Il piano della commissione era, a partire dalla relazioni sulle comunita', quello di fare delle riunioni con le autorita' di sicurezza e con le organizzazioni non governative, Chiese e associazioni di abitanti. Di fronte alla relazione dell'Assemblea, un leader di una comunita' era arrivato a dire che piu' di 200 dirigenti delle associazioni delle favelas erano stati giustiziati dai narcotrafficanti nel decennio degli anni 90.
I deputati ad esempio sapevano di casi come quello dell'ex presidente della Federazione delle Favelas dello Stato di Rio de Janeiro, João Passos, che era morto di una emorragia cerebrale il 15 aprile, a 60 anni. Quattro giorni prima, a Passos gli era venuto un infarto, mezz'ora dopo essere stato obbligato da trafficanti di droghe a legittimare la presidenza di una associazione di abitanti di una favela a Penha.
Il sociologo Geraldo Tadeu, studioso delle relazioni tra il narcotraffico e le comunita', aveva precisato, in quel reportage di "O Globo", che il coinvolgimento dei capi comunitari con i trafficanti era una regola. Secondo Tadeu, la mancanza del potere pubblico nelle favelas aveva aumentato il potere dei trafficanti.
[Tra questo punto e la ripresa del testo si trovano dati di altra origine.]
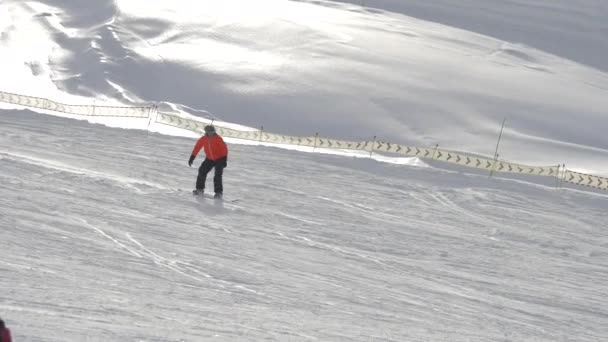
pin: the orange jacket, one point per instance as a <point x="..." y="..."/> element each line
<point x="214" y="146"/>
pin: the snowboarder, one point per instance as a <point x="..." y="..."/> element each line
<point x="5" y="333"/>
<point x="216" y="153"/>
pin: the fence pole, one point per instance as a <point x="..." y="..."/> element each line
<point x="150" y="110"/>
<point x="435" y="152"/>
<point x="371" y="151"/>
<point x="502" y="127"/>
<point x="261" y="133"/>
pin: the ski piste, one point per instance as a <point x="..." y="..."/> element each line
<point x="211" y="197"/>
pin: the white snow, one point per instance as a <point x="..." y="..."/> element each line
<point x="100" y="238"/>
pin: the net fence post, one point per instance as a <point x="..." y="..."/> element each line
<point x="261" y="133"/>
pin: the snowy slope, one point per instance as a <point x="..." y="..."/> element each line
<point x="338" y="69"/>
<point x="99" y="244"/>
<point x="101" y="240"/>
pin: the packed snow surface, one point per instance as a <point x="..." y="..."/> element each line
<point x="101" y="239"/>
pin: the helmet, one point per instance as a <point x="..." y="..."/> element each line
<point x="209" y="129"/>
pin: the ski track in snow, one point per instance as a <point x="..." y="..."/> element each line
<point x="99" y="240"/>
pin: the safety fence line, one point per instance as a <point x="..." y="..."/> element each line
<point x="559" y="172"/>
<point x="493" y="165"/>
<point x="84" y="110"/>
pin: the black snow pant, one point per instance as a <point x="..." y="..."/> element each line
<point x="206" y="166"/>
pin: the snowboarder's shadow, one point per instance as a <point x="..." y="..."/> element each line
<point x="211" y="206"/>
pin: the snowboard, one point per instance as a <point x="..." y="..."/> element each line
<point x="210" y="197"/>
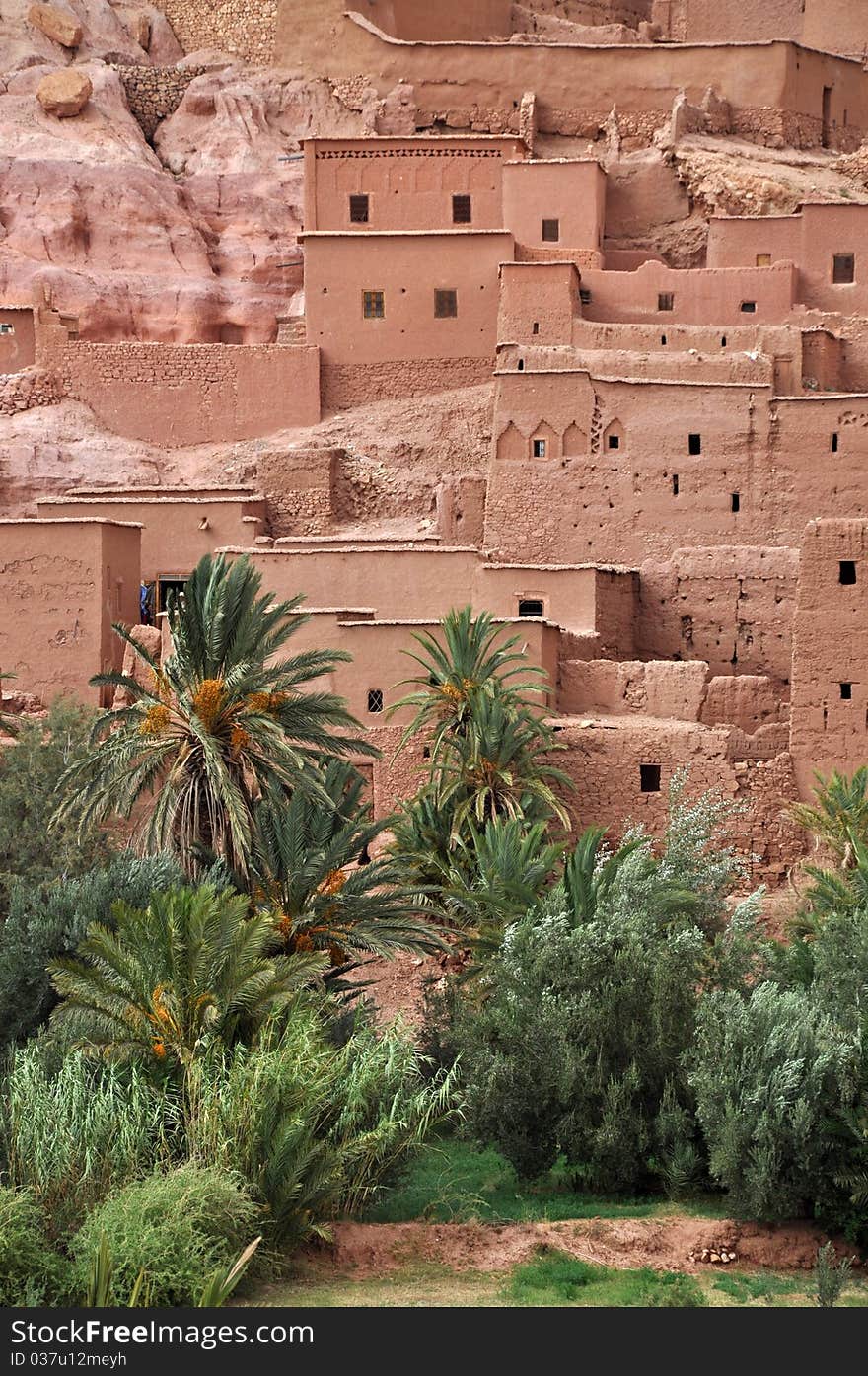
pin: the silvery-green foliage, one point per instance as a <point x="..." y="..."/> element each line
<point x="769" y="1072"/>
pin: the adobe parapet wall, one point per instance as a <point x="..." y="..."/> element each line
<point x="774" y="90"/>
<point x="187" y="394"/>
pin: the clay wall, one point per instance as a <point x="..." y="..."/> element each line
<point x="830" y="654"/>
<point x="408" y="181"/>
<point x="811" y="240"/>
<point x="699" y="296"/>
<point x="449" y="21"/>
<point x="480" y="86"/>
<point x="407" y="268"/>
<point x="571" y="192"/>
<point x="177" y="532"/>
<point x="63" y="584"/>
<point x="829" y="25"/>
<point x="731" y="607"/>
<point x="188" y="394"/>
<point x="401" y="582"/>
<point x="17" y="338"/>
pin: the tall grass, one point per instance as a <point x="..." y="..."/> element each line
<point x="73" y="1132"/>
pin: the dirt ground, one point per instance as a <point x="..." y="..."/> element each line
<point x="376" y="1250"/>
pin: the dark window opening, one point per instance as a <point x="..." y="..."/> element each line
<point x="170" y="589"/>
<point x="843" y="268"/>
<point x="530" y="607"/>
<point x="446" y="303"/>
<point x="358" y="209"/>
<point x="649" y="777"/>
<point x="461" y="209"/>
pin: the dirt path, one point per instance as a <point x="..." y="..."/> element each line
<point x="372" y="1250"/>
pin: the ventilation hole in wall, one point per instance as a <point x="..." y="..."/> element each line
<point x="532" y="607"/>
<point x="846" y="571"/>
<point x="649" y="777"/>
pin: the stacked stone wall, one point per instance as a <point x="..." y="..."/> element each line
<point x="245" y="28"/>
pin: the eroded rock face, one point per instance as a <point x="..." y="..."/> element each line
<point x="65" y="94"/>
<point x="56" y="24"/>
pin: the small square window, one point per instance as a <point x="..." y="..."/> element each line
<point x="446" y="303"/>
<point x="463" y="209"/>
<point x="843" y="268"/>
<point x="532" y="607"/>
<point x="358" y="209"/>
<point x="649" y="777"/>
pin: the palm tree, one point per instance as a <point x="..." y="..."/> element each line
<point x="311" y="868"/>
<point x="473" y="659"/>
<point x="171" y="979"/>
<point x="839" y="815"/>
<point x="206" y="730"/>
<point x="498" y="766"/>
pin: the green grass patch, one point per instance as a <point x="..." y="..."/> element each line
<point x="454" y="1181"/>
<point x="554" y="1278"/>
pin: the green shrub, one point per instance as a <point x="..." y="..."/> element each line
<point x="49" y="919"/>
<point x="76" y="1131"/>
<point x="178" y="1228"/>
<point x="575" y="1042"/>
<point x="31" y="1273"/>
<point x="769" y="1072"/>
<point x="29" y="775"/>
<point x="311" y="1128"/>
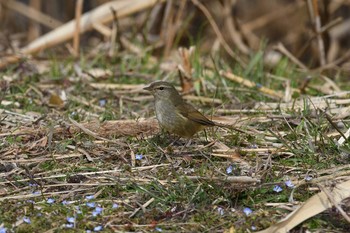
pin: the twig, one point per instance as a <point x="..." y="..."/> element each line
<point x="76" y="37"/>
<point x="251" y="84"/>
<point x="142" y="207"/>
<point x="280" y="47"/>
<point x="89" y="132"/>
<point x="315" y="17"/>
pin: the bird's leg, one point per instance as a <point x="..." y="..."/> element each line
<point x="173" y="142"/>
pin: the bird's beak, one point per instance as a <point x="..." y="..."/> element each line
<point x="147" y="88"/>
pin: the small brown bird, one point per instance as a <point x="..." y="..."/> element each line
<point x="173" y="113"/>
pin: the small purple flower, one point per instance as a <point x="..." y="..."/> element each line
<point x="90" y="197"/>
<point x="97" y="211"/>
<point x="289" y="184"/>
<point x="26" y="220"/>
<point x="98" y="228"/>
<point x="102" y="102"/>
<point x="50" y="201"/>
<point x="77" y="208"/>
<point x="138" y="156"/>
<point x="64" y="202"/>
<point x="277" y="189"/>
<point x="221" y="211"/>
<point x="247" y="211"/>
<point x="71" y="219"/>
<point x="229" y="169"/>
<point x="69" y="225"/>
<point x="91" y="204"/>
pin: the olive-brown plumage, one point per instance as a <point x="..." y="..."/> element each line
<point x="173" y="113"/>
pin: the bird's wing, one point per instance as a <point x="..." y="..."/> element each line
<point x="193" y="114"/>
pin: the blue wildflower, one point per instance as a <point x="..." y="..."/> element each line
<point x="289" y="184"/>
<point x="50" y="201"/>
<point x="102" y="102"/>
<point x="77" y="208"/>
<point x="98" y="228"/>
<point x="221" y="211"/>
<point x="138" y="156"/>
<point x="69" y="225"/>
<point x="71" y="219"/>
<point x="26" y="220"/>
<point x="229" y="169"/>
<point x="91" y="204"/>
<point x="247" y="211"/>
<point x="277" y="189"/>
<point x="97" y="211"/>
<point x="90" y="197"/>
<point x="64" y="202"/>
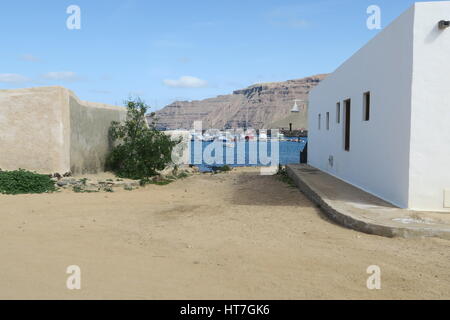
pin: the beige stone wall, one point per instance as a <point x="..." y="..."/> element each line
<point x="89" y="141"/>
<point x="50" y="130"/>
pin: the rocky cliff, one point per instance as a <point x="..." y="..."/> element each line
<point x="258" y="105"/>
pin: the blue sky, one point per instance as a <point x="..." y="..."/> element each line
<point x="178" y="50"/>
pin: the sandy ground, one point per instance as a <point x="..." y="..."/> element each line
<point x="228" y="236"/>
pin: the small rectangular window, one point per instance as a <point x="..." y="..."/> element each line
<point x="367" y="106"/>
<point x="328" y="121"/>
<point x="338" y="112"/>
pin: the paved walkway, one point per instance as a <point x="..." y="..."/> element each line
<point x="358" y="210"/>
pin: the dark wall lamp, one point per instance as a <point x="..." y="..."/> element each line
<point x="443" y="24"/>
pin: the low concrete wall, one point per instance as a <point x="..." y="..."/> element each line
<point x="50" y="130"/>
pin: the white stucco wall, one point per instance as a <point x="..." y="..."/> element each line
<point x="430" y="136"/>
<point x="378" y="160"/>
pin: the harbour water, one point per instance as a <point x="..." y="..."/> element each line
<point x="249" y="153"/>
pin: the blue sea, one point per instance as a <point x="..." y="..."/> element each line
<point x="234" y="156"/>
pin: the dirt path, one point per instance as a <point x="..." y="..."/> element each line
<point x="228" y="236"/>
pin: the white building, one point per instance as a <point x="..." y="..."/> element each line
<point x="381" y="121"/>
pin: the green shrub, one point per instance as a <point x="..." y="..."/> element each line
<point x="141" y="150"/>
<point x="23" y="182"/>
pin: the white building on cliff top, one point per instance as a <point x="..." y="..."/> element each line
<point x="381" y="121"/>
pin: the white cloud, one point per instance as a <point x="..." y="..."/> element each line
<point x="186" y="82"/>
<point x="29" y="58"/>
<point x="12" y="78"/>
<point x="68" y="76"/>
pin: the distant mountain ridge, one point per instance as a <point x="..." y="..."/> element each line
<point x="258" y="105"/>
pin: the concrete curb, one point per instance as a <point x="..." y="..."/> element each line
<point x="360" y="223"/>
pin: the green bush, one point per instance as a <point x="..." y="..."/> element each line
<point x="141" y="150"/>
<point x="23" y="182"/>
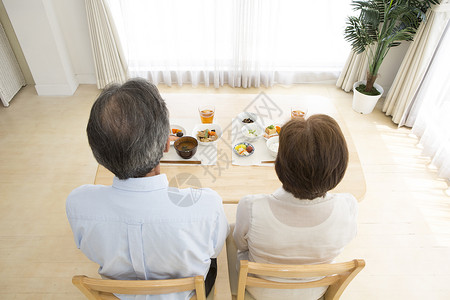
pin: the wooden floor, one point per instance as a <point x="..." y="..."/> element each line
<point x="404" y="219"/>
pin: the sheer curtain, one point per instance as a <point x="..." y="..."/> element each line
<point x="433" y="106"/>
<point x="110" y="64"/>
<point x="235" y="42"/>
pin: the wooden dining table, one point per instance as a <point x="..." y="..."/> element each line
<point x="232" y="182"/>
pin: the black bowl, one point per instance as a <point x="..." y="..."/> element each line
<point x="186" y="146"/>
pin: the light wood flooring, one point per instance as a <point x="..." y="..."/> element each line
<point x="404" y="218"/>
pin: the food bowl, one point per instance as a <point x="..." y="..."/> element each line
<point x="247" y="117"/>
<point x="205" y="138"/>
<point x="272" y="145"/>
<point x="269" y="132"/>
<point x="247" y="151"/>
<point x="252" y="131"/>
<point x="186" y="146"/>
<point x="173" y="136"/>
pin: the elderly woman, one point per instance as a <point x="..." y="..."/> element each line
<point x="301" y="222"/>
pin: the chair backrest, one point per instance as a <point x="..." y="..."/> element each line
<point x="336" y="276"/>
<point x="98" y="289"/>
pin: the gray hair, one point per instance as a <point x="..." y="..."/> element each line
<point x="128" y="128"/>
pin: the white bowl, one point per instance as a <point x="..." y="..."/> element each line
<point x="252" y="126"/>
<point x="174" y="126"/>
<point x="270" y="142"/>
<point x="201" y="127"/>
<point x="246" y="144"/>
<point x="275" y="124"/>
<point x="247" y="115"/>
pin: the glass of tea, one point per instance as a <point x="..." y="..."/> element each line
<point x="298" y="112"/>
<point x="206" y="113"/>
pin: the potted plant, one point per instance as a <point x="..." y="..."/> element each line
<point x="381" y="24"/>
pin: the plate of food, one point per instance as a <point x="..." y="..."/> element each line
<point x="207" y="134"/>
<point x="271" y="130"/>
<point x="176" y="131"/>
<point x="244" y="149"/>
<point x="272" y="145"/>
<point x="247" y="117"/>
<point x="252" y="131"/>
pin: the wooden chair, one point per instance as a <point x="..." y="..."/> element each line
<point x="103" y="289"/>
<point x="337" y="276"/>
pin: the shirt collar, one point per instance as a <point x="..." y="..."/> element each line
<point x="283" y="195"/>
<point x="141" y="184"/>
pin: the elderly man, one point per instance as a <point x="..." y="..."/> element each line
<point x="134" y="229"/>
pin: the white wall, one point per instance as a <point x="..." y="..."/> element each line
<point x="71" y="15"/>
<point x="72" y="20"/>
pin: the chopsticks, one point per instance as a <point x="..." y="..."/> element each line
<point x="187" y="162"/>
<point x="267" y="161"/>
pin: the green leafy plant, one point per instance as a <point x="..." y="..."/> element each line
<point x="383" y="24"/>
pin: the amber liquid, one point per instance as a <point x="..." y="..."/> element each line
<point x="297" y="114"/>
<point x="207" y="116"/>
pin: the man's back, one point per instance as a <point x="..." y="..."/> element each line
<point x="140" y="228"/>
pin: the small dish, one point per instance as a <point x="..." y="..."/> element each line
<point x="247" y="117"/>
<point x="271" y="130"/>
<point x="251" y="131"/>
<point x="186" y="146"/>
<point x="172" y="136"/>
<point x="272" y="145"/>
<point x="211" y="128"/>
<point x="244" y="149"/>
La situazione che potrebbe venirsi a creare sarebbe che la legalizzazione delle favelas dovrebbe passare dalle autorizzazioni rilasciate dal narcotraffico. E l'ipotesi non sembra poi troppo peregrina. Ancora una volta lo Stato avrebbe l'aspetto e il volto del narcotraffico, arrivando a concedere quei titoli di proprieta' tanto agognati dai milioni di brasiliani che vivono nelle favelas. L'ennesimo effetto distorsivo dell'illegalita' senza fine che genera il proibizionismo sulle droghe, se ce ne fosse stato bisogno.